OpenClaw, a rapidly emerging open-source AI agent framework, is gaining tremendous momentum today. However, its powerful capabilities also introduce a broad attack surface. Without careful security design and deployment, OpenClaw-based agents could be compromised and abused as part of criminally controlled botnets.
In our new invited paper at ICCCN 2026, we discussed the security of OpenClaw. While it demonstrates the power of connecting LLM reasoning to real-world execution surfaces such as shell commands, filesystems, containers, browsers, and messaging platforms, this capability also greatly expands its attack surface.
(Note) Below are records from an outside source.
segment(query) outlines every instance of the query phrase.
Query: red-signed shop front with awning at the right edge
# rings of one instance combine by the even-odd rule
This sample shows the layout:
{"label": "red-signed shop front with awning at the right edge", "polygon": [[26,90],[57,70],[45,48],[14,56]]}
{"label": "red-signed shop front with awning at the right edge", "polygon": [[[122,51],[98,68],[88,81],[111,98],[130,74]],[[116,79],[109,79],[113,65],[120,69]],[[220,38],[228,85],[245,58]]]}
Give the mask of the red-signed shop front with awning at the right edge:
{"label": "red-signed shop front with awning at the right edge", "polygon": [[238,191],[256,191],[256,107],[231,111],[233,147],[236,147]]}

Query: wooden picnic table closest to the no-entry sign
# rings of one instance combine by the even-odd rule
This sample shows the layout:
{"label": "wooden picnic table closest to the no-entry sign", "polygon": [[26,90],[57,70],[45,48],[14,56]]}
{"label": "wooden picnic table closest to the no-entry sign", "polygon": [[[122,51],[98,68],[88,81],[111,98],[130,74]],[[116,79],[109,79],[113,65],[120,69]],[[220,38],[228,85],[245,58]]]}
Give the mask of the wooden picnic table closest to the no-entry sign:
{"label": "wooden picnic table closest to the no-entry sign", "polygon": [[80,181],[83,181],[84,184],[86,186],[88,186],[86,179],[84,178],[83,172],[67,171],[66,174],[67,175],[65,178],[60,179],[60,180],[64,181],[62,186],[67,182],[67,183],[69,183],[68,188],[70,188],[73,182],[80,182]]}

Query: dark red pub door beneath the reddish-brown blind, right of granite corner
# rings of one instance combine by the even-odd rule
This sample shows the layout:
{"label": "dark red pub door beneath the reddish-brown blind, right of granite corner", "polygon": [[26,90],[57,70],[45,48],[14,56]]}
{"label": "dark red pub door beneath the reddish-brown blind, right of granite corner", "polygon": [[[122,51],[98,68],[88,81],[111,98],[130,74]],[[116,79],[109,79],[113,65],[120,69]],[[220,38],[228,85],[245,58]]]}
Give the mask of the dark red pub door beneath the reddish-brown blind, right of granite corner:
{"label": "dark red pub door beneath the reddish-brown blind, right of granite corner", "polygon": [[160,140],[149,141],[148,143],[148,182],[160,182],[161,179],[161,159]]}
In this work, we present a systematic security taxonomy of 470 advisories filed against OpenClaw, organizing vulnerabilities by architectural layer and trust-violation type. Our analysis shows how weaknesses across gateway, execution policy, plugin/skill, sandbox, browser, and agent/prompt layers can compose into serious threats, including remote code execution paths, policy bypasses, prompt-injection-driven abuse, and supply-chain trust escalation. The study highlights an urgent lesson for the next generation of AI agent systems: powerful autonomy must be matched with unified, cross-layer security boundaries, or compromised agents may become attractive infrastructure for criminal abuse and botnet-scale control.
An extended version of the invited paper is available at arXiv:2603.27517. Congratulations on the nice work, Surada (our undergraduate researcher in the lab) and Yuxuan!